If the topology is not discrete then things can be more interesting. If you want to study the topological properties of some object around a point $x_0\in\mathbb{R}$ you don't need to look at all the open set which contain $x_0$. Often it is enough to look at small intervals around it. Indeed, a neighbourhood basis around $x_0$ (in the Borel topology) can be a sequence of open shrinking interval which is collapsing on $x_0$.
A: Your example is correct in the sense that $\mathfrak{B}$ is a base for the discrete topology on $X$: a topology is always a base for itself. However, $\mathfrak{B}_0=\big\{\{1\},\{2\},\{3\}\big\}$ is also a base for $\tau$, because every member of $\tau$ is the union of some subset of $\mathfrak{B}_0$:
$$\begin{align*}
X&=\bigcup\mathfrak{B}_0=\{1\}\cup\{2\}\cup\{3\}\\
\{1,2\}&=\bigcup\big\{\{1\},\{2\}\big\}=\{1\}\cup\{2\}\\
\{1,3\}&=\bigcup\big\{\{1\},\{3\}\big\}=\{1\}\cup\{3\}\\
\{2,3\}&=\bigcup\big\{\{2\},\{3\}\big\}=\{2\}\cup\{3\}\\
\{1\}&=\bigcup\big\{\{1\}\big\}=\{1\}\\
\{2\}&=\bigcup\big\{\{2\}\big\}=\{2\}\\
\{3\}&=\bigcup\big\{\{3\}\big\}=\{3\}\\
\varnothing&=\bigcup\varnothing
\end{align*}$$
In fact, every subset of $\tau$ that contains $\{1\},\{2\}$, and $\{3\}$ is a base for $\tau$.
In this space the family of nbhds of $1$ is, as you say $\mathfrak{N}(1)=\big\{\{1\},\{1,2\},\{1,3\},X\big\}$. This means that in order for a family $\mathfrak{B}_1$ of open sets to be a nbhd base at $1$, $\mathfrak{B}_1$ must satisfy two conditions:

*

*every member of $\mathfrak{B}_1$ must be an open set containing $1$, and

*every open set containing $1$ must contain some member of $\mathfrak{B}_1$.

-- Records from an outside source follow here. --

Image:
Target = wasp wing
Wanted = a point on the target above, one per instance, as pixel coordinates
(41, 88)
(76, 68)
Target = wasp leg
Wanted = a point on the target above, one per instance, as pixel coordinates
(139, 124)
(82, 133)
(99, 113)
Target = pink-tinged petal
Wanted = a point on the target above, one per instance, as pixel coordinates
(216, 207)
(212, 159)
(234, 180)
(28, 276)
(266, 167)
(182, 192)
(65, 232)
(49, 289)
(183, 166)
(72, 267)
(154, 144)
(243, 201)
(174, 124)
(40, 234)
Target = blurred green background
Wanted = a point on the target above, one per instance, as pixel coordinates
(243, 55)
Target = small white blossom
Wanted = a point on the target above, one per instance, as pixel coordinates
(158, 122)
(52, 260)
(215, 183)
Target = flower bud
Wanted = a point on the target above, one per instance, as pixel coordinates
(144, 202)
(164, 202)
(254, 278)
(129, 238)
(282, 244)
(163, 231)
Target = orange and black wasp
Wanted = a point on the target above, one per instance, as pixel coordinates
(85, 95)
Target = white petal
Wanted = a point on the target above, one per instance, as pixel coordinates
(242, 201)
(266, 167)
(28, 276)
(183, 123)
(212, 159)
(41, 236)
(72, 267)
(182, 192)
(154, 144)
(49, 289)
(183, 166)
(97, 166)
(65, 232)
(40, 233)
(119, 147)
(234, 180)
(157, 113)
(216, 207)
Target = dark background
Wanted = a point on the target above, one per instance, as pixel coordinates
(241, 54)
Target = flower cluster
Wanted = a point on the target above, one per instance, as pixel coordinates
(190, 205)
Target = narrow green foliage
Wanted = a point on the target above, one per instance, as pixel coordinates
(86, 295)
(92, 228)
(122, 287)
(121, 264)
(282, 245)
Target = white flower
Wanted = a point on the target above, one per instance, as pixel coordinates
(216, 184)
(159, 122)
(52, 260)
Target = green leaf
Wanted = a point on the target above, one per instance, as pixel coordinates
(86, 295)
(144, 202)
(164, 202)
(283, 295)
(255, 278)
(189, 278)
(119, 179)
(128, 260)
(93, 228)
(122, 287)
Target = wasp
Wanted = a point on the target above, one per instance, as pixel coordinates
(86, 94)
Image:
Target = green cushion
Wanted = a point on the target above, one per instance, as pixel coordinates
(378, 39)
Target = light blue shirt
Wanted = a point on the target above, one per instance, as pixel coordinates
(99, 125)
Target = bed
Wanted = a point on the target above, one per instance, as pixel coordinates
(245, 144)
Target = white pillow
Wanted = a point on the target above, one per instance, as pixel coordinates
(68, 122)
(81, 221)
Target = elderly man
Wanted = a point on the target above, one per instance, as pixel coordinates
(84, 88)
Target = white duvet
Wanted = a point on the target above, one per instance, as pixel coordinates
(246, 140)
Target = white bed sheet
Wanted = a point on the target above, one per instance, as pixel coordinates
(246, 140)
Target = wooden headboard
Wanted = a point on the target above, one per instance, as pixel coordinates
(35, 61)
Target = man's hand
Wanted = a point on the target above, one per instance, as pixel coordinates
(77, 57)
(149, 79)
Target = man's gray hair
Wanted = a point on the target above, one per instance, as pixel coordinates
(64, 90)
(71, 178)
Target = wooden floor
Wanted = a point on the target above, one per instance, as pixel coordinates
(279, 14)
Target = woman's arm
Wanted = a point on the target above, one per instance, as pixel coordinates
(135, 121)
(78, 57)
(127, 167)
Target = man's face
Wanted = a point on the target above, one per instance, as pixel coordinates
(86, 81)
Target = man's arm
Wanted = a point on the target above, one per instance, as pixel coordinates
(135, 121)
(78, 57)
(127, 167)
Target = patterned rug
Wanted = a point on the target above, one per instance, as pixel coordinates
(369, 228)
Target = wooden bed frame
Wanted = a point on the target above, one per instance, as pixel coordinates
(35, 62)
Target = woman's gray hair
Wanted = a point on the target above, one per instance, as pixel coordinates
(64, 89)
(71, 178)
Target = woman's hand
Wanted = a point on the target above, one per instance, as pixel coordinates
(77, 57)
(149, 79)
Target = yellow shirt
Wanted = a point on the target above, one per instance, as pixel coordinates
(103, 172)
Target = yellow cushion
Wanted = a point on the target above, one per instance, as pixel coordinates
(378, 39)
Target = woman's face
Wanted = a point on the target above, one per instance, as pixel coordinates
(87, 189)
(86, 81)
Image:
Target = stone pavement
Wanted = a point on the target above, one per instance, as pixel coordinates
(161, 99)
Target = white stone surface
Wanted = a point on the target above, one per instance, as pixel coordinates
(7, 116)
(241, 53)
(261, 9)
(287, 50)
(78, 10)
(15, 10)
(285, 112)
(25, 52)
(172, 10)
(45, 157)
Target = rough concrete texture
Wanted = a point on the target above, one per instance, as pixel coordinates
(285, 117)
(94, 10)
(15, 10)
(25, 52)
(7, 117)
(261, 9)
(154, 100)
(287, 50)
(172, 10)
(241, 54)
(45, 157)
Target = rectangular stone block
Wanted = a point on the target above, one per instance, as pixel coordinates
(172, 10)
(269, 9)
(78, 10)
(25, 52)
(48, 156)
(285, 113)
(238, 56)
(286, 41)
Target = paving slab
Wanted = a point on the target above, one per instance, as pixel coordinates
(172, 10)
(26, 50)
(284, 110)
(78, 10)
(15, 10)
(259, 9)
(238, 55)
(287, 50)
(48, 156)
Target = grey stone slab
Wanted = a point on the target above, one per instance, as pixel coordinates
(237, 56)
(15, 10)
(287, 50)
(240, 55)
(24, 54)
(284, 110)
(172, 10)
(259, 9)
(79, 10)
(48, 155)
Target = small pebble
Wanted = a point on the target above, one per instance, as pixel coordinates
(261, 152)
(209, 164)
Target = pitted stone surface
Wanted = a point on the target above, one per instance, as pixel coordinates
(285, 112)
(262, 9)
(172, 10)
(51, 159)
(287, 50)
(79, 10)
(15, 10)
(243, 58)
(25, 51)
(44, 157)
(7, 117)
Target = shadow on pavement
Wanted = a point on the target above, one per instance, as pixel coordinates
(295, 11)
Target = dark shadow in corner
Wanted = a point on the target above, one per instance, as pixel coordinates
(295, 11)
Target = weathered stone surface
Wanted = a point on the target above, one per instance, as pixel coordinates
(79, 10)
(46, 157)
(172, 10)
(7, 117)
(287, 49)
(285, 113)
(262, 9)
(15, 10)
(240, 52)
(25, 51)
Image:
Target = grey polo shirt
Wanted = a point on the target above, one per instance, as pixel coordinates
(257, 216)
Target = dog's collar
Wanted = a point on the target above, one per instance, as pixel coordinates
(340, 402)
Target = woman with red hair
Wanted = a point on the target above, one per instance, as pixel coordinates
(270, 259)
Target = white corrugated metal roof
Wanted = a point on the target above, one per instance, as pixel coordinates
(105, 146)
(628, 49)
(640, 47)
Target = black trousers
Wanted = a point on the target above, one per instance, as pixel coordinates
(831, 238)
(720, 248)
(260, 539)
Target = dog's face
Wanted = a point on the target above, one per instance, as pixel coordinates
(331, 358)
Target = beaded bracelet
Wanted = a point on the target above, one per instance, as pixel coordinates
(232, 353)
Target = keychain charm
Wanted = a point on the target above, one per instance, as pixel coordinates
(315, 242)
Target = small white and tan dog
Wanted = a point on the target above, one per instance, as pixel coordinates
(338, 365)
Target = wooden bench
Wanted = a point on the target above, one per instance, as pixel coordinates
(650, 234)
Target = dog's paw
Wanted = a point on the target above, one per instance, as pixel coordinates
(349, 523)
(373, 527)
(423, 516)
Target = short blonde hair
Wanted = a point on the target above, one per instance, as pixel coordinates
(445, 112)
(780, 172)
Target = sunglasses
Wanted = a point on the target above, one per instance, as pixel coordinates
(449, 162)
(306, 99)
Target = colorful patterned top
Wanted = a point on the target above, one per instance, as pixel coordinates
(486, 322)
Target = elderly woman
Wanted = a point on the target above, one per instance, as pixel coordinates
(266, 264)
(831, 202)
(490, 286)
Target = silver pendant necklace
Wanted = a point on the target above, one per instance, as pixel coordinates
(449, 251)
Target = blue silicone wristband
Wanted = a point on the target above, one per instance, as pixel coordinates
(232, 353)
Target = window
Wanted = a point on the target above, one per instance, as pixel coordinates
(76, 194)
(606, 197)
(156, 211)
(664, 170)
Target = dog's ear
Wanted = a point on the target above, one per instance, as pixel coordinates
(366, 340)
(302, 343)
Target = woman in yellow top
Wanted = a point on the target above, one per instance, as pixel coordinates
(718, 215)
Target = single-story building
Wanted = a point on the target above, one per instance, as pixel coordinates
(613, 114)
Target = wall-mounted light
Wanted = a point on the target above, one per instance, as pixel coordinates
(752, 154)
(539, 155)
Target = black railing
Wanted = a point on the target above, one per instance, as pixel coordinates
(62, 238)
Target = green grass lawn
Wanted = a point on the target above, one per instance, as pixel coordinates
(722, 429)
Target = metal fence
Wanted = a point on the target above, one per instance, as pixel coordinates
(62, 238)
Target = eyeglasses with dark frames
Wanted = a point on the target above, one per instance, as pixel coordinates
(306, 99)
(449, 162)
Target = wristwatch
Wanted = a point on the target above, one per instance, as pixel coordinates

The collection $\big\{\{1\}\big\}$ satisfies both of these conditions; so does any other subset of $\mathfrak{N}(1)$ that includes $\{1\}$. Note, though, that $\{1\}$ absolutely has to belong to any nbhd base at $1$, because it’s the only open nbhd of $1$ that is contained in $\{1\}$.
The answer to your final question is simply that you must realize that your expectation is incorrect: nothing in the definition of neighborhood base at $p$ requires or implies that every open nbhd of $p$ is a union of members of a nbhd base at $p$. What is true is that if $U$ is an open set, $p\in U$, and $\mathfrak{B}_p$ is a nbhd base at $p$, then there must be a $B_{p,U}\in\mathfrak{B}_p$ such that $p\in B_{p,U}\subseteq U$. And we can do this at each point of $U$: for each $p\in U$ there is a $B_{p,U}\in\mathfrak{B}_p$ such that $p\in B_{p,U}\subseteq U$, from which it follows that
$$U=\bigcup_{p\in U}B_{p,U}\;.$$
That is, $U$ need not be the union of members of any single nbhd base $\mathfrak{B}_p$, but it is the union of members of the nbhd bases of its elements. And this shows that if for each $p\in X$ we have a nbhd base $\mathfrak{B}_p$, then $\bigcup_{p\in X}\mathfrak{B}_p$ is a base for the topology on $X$.